On the other hand, C offers the "restrict" qualifier for pointers where you promise that nothing will alias this memory area, not even same type pointers.

What happens if you use "restrict", but compile with "-fno-strict-aliasing"? Will the "restrict" be obeyed or disregarded?

Answer in the comments.

Comments
  • 6
    As tested with Godbolt and looking at the disassembly, both compilers will obey the "restrict". It seems to enjoy priority over "-fno-strict-aliasing".

    That's super because you can switch off the aliasing rules and still reap the performance where it actually matters.

    That has always been code with same-type aliasing such as matrix operations where type-based aliasing cannot work, which is why it's braindead to begin with.
  • 7
    Ha the joke is on you bro! I don't know what any of this means!
  • 0
    Only thing i don't know about here is Godbolt, so instead of googling it, what is it?
  • 7
    @arcsector A compiler explorer. You put in some code, select which language it is in (not just C/C++), which compiler you want, which version, which target, which compiler options.

    Presto, you get the disassembly of the resulting machine code. Super nice to see what shit will actually compile to.

    https://godbolt.org
  • 2
    When you disable compiler errors/optimisations because undefined behaviour is the behaviour you want
  • 2
    @electrineer If you disable the type based aliasing, the behaviour isn't undefined. The Linux kernel is full of that.

    Remember Torvalds' rant when GCC made strict aliasing the default and shit stopped working because the kernel team hadn't read the compiler release notes?

    I recommend using strict aliasing and the associated warning for debug builds, but disabling it for releases unless you get measurable and significant performance benefits out of that - which you won't see in most cases.

    But even if so, that's probably just because you havn't put "restrict" where it would have made sense.
  • 3
    Another helpful idiom I often use is not operating on pointer contents directly, but reading that into a local variable with the smallest scope possible, working on that, and then storing it back.
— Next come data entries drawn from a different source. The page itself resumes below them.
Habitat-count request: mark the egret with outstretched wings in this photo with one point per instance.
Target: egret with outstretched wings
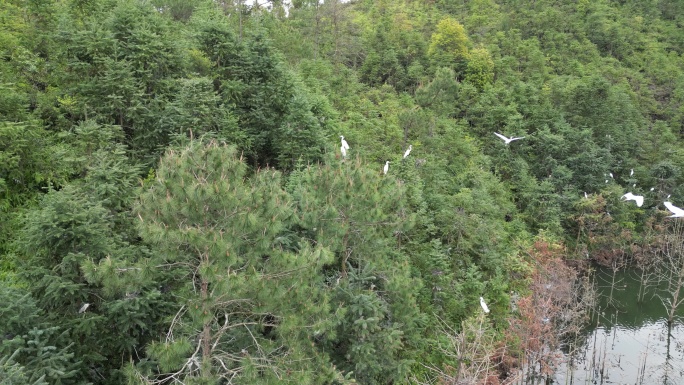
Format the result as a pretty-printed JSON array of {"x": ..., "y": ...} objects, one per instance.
[{"x": 506, "y": 139}]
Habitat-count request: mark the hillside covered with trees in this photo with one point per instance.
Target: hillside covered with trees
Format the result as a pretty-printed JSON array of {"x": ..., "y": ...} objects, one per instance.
[{"x": 175, "y": 206}]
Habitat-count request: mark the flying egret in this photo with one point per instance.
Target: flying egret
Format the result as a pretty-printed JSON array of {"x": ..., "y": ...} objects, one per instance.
[
  {"x": 345, "y": 145},
  {"x": 484, "y": 305},
  {"x": 676, "y": 211},
  {"x": 408, "y": 151},
  {"x": 506, "y": 139},
  {"x": 639, "y": 199}
]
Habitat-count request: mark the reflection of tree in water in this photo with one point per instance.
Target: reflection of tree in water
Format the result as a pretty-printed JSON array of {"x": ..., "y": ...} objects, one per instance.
[{"x": 655, "y": 353}]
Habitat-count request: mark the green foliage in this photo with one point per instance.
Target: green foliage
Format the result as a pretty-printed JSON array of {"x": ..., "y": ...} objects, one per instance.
[
  {"x": 246, "y": 292},
  {"x": 357, "y": 214},
  {"x": 330, "y": 272},
  {"x": 449, "y": 45}
]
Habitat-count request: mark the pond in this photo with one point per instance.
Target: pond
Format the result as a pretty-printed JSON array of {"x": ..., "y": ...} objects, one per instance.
[{"x": 628, "y": 341}]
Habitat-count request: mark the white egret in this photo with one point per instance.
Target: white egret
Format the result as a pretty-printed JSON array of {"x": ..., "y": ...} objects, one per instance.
[
  {"x": 639, "y": 199},
  {"x": 408, "y": 151},
  {"x": 345, "y": 145},
  {"x": 484, "y": 305},
  {"x": 676, "y": 211},
  {"x": 506, "y": 139}
]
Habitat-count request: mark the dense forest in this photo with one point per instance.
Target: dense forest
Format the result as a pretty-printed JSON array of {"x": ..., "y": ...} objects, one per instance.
[{"x": 177, "y": 205}]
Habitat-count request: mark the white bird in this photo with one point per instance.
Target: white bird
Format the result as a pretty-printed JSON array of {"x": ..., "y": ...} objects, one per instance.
[
  {"x": 408, "y": 151},
  {"x": 639, "y": 199},
  {"x": 345, "y": 145},
  {"x": 676, "y": 211},
  {"x": 484, "y": 305},
  {"x": 506, "y": 139}
]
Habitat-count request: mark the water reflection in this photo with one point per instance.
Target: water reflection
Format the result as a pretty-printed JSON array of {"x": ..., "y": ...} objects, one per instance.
[{"x": 628, "y": 341}]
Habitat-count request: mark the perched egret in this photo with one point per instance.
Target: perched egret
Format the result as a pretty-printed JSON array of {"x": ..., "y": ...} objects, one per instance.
[
  {"x": 639, "y": 199},
  {"x": 484, "y": 305},
  {"x": 676, "y": 211},
  {"x": 506, "y": 139},
  {"x": 408, "y": 151},
  {"x": 345, "y": 145}
]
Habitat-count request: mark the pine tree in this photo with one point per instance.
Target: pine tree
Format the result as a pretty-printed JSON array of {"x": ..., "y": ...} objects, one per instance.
[
  {"x": 247, "y": 293},
  {"x": 358, "y": 215}
]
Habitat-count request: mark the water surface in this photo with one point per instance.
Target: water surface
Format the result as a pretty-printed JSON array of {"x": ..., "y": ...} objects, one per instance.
[{"x": 628, "y": 341}]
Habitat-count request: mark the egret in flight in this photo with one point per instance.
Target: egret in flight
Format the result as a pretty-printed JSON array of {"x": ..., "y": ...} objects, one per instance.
[
  {"x": 506, "y": 139},
  {"x": 408, "y": 151},
  {"x": 345, "y": 145},
  {"x": 639, "y": 199},
  {"x": 484, "y": 305},
  {"x": 676, "y": 211}
]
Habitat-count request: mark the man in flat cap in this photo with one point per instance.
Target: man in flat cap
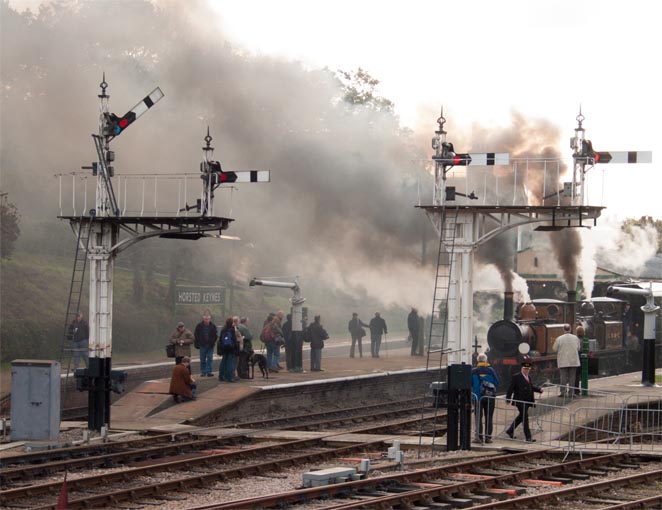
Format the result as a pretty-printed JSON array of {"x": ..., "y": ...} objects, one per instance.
[{"x": 520, "y": 394}]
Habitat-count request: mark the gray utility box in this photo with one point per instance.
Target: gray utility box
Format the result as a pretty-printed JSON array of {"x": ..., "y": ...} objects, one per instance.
[
  {"x": 35, "y": 399},
  {"x": 329, "y": 476}
]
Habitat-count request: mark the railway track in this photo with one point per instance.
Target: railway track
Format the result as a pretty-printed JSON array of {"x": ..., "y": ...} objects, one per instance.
[
  {"x": 162, "y": 478},
  {"x": 341, "y": 417},
  {"x": 508, "y": 481}
]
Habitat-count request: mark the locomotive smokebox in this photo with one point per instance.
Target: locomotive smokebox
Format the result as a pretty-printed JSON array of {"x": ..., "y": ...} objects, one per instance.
[
  {"x": 507, "y": 306},
  {"x": 572, "y": 299}
]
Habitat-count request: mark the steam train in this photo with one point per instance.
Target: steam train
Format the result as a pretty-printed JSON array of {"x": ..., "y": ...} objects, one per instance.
[{"x": 539, "y": 323}]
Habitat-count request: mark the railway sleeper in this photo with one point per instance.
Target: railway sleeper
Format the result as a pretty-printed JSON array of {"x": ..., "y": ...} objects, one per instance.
[
  {"x": 478, "y": 499},
  {"x": 574, "y": 475},
  {"x": 493, "y": 494},
  {"x": 590, "y": 472},
  {"x": 626, "y": 465},
  {"x": 170, "y": 497},
  {"x": 553, "y": 478},
  {"x": 456, "y": 502},
  {"x": 398, "y": 488}
]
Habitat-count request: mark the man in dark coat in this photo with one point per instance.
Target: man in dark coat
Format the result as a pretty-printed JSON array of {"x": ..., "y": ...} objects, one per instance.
[
  {"x": 245, "y": 353},
  {"x": 485, "y": 382},
  {"x": 355, "y": 327},
  {"x": 182, "y": 385},
  {"x": 414, "y": 330},
  {"x": 377, "y": 328},
  {"x": 520, "y": 394},
  {"x": 289, "y": 345},
  {"x": 205, "y": 335},
  {"x": 317, "y": 336}
]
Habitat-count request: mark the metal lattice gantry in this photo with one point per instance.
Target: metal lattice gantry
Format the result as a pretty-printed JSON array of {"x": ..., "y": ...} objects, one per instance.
[
  {"x": 497, "y": 195},
  {"x": 110, "y": 232}
]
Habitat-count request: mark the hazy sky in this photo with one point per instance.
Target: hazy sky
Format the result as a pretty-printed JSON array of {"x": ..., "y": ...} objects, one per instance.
[
  {"x": 483, "y": 59},
  {"x": 343, "y": 186}
]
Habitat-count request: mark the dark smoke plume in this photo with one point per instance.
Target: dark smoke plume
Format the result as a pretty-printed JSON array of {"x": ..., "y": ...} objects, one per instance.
[{"x": 536, "y": 184}]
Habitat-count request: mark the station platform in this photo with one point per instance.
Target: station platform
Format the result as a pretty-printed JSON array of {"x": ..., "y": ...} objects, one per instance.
[{"x": 150, "y": 407}]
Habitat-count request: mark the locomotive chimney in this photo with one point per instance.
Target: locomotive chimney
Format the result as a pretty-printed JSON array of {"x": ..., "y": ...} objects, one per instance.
[
  {"x": 572, "y": 298},
  {"x": 508, "y": 306}
]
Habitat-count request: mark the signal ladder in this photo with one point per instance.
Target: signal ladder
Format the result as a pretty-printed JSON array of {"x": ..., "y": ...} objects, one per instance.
[
  {"x": 75, "y": 293},
  {"x": 445, "y": 260}
]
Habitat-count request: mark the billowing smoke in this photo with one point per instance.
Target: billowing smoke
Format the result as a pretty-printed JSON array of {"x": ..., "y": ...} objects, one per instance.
[
  {"x": 567, "y": 247},
  {"x": 536, "y": 182},
  {"x": 623, "y": 251},
  {"x": 339, "y": 211}
]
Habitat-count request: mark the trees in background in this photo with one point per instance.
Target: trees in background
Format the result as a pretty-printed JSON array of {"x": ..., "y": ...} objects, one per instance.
[{"x": 9, "y": 220}]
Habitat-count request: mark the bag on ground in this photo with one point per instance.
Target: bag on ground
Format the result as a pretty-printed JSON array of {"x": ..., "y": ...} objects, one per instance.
[
  {"x": 267, "y": 334},
  {"x": 227, "y": 341},
  {"x": 487, "y": 389}
]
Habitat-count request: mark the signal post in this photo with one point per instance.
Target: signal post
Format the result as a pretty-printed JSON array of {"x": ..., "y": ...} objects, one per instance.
[{"x": 105, "y": 224}]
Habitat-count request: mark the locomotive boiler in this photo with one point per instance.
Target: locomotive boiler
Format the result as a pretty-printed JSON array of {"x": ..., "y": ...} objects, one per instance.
[{"x": 536, "y": 325}]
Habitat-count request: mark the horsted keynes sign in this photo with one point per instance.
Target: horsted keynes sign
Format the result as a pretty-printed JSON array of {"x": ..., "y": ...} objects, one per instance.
[{"x": 188, "y": 295}]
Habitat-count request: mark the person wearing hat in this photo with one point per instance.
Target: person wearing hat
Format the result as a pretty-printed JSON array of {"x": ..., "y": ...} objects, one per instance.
[
  {"x": 520, "y": 394},
  {"x": 377, "y": 329},
  {"x": 182, "y": 338},
  {"x": 355, "y": 328},
  {"x": 182, "y": 385},
  {"x": 485, "y": 382}
]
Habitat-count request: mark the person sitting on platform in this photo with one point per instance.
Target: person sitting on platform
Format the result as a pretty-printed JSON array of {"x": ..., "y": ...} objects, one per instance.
[{"x": 182, "y": 384}]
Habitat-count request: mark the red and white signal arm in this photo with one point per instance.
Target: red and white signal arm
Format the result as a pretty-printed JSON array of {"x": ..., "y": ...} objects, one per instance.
[
  {"x": 622, "y": 157},
  {"x": 253, "y": 176},
  {"x": 480, "y": 159},
  {"x": 134, "y": 114}
]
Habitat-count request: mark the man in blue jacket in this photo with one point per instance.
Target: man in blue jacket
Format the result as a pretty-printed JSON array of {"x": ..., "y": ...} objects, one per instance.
[{"x": 485, "y": 383}]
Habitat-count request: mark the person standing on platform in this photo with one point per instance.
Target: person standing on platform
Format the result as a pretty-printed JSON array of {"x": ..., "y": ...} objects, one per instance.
[
  {"x": 182, "y": 385},
  {"x": 227, "y": 345},
  {"x": 182, "y": 338},
  {"x": 567, "y": 348},
  {"x": 627, "y": 322},
  {"x": 245, "y": 353},
  {"x": 297, "y": 351},
  {"x": 273, "y": 347},
  {"x": 205, "y": 336},
  {"x": 413, "y": 324},
  {"x": 289, "y": 348},
  {"x": 79, "y": 334},
  {"x": 520, "y": 394},
  {"x": 355, "y": 327},
  {"x": 377, "y": 329},
  {"x": 317, "y": 336},
  {"x": 239, "y": 345},
  {"x": 485, "y": 382}
]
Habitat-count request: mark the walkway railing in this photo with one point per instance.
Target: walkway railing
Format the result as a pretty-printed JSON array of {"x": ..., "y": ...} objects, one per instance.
[{"x": 140, "y": 195}]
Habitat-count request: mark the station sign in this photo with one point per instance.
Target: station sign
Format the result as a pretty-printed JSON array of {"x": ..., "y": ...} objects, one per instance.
[{"x": 198, "y": 295}]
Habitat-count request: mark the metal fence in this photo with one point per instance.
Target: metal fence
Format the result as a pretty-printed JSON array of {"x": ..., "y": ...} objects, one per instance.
[{"x": 598, "y": 420}]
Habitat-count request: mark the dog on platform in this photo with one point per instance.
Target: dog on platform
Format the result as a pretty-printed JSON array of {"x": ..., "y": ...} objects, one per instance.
[{"x": 261, "y": 361}]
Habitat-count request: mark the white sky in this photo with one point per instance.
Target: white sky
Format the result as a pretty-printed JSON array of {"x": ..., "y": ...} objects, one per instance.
[{"x": 483, "y": 58}]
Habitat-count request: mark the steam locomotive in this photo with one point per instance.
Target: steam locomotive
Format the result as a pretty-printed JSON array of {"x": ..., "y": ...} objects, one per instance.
[{"x": 539, "y": 323}]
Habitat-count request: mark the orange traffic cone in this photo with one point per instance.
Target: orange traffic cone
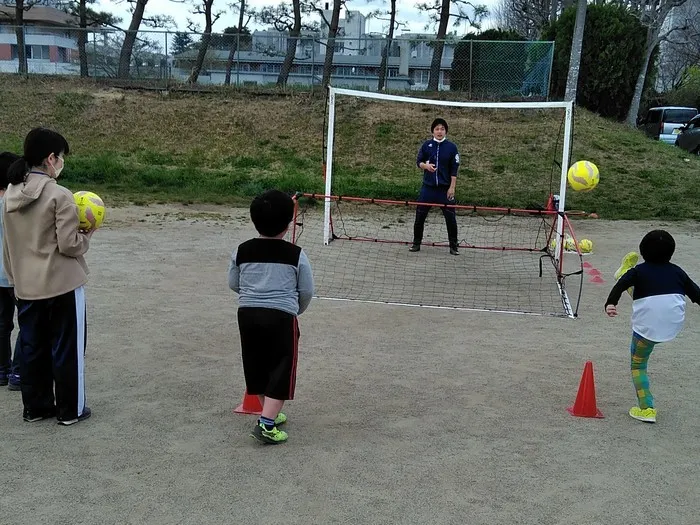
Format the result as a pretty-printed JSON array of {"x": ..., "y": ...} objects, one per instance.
[
  {"x": 585, "y": 405},
  {"x": 250, "y": 405}
]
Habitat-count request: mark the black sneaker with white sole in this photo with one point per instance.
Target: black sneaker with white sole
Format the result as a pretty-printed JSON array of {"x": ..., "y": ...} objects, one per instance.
[
  {"x": 82, "y": 417},
  {"x": 33, "y": 417}
]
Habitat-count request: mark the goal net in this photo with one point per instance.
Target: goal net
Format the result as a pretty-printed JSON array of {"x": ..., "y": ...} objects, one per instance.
[{"x": 511, "y": 194}]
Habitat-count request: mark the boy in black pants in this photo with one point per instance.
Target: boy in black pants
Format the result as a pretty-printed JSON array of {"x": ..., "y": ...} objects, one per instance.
[
  {"x": 9, "y": 364},
  {"x": 274, "y": 281}
]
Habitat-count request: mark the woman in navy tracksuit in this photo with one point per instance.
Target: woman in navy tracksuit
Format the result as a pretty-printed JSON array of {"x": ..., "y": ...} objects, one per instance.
[{"x": 439, "y": 160}]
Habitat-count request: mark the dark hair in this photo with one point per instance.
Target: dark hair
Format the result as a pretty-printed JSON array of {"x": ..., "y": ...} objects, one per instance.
[
  {"x": 272, "y": 212},
  {"x": 437, "y": 122},
  {"x": 657, "y": 246},
  {"x": 39, "y": 144},
  {"x": 7, "y": 159}
]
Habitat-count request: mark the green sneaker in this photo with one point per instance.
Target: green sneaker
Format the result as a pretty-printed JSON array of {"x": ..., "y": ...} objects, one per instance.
[{"x": 270, "y": 437}]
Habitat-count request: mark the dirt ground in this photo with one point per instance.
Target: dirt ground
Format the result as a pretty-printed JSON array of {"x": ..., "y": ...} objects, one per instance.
[{"x": 403, "y": 415}]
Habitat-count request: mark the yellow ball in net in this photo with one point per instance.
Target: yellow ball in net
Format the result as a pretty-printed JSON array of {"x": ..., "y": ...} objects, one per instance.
[
  {"x": 583, "y": 176},
  {"x": 585, "y": 245},
  {"x": 91, "y": 210}
]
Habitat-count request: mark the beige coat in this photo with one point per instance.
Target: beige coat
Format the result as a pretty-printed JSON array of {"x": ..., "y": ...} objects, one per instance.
[{"x": 42, "y": 247}]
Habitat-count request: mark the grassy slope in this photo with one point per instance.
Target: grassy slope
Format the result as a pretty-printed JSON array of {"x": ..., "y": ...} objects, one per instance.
[{"x": 221, "y": 148}]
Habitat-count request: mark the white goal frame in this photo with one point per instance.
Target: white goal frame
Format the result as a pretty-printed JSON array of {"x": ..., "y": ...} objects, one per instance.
[{"x": 566, "y": 145}]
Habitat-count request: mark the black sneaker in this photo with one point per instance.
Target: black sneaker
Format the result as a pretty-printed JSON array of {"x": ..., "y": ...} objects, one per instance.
[
  {"x": 14, "y": 383},
  {"x": 82, "y": 417},
  {"x": 39, "y": 416}
]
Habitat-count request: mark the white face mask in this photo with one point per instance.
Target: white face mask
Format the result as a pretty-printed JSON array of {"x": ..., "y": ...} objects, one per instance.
[{"x": 57, "y": 171}]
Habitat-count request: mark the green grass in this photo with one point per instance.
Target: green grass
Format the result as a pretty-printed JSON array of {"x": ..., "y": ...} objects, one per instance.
[{"x": 227, "y": 147}]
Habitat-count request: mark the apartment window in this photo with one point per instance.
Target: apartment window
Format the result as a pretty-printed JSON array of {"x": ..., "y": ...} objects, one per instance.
[{"x": 32, "y": 52}]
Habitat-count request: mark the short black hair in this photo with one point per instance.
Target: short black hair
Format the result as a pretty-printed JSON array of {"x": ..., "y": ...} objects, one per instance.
[
  {"x": 657, "y": 247},
  {"x": 7, "y": 159},
  {"x": 39, "y": 144},
  {"x": 437, "y": 122},
  {"x": 272, "y": 212}
]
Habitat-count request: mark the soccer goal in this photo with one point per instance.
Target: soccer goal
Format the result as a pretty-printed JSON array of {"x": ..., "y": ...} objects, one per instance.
[{"x": 511, "y": 194}]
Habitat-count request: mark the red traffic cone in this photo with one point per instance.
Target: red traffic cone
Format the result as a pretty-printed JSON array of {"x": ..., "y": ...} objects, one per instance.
[
  {"x": 585, "y": 405},
  {"x": 250, "y": 405}
]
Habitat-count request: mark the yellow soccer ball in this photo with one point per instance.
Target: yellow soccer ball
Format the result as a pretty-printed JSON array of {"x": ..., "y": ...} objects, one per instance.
[
  {"x": 583, "y": 176},
  {"x": 585, "y": 245},
  {"x": 91, "y": 210}
]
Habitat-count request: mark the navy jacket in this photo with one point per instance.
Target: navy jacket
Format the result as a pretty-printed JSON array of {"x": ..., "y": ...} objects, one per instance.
[
  {"x": 658, "y": 299},
  {"x": 444, "y": 156}
]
That makes it clear to the compiler that it can use a register here regardless of any pointer aliasing.

    It also works in interrupts for volatile variables (for sharing between interrupt and application) that cannot change unexpectedly because the application doesn't run while the interrupt is being serviced. The compiler however cannot know this and has to fetch volatile variables upon every access.
  • 1
    @AleCx04 unironically, ignorance(or well developed abstraction) is bliss in this profession.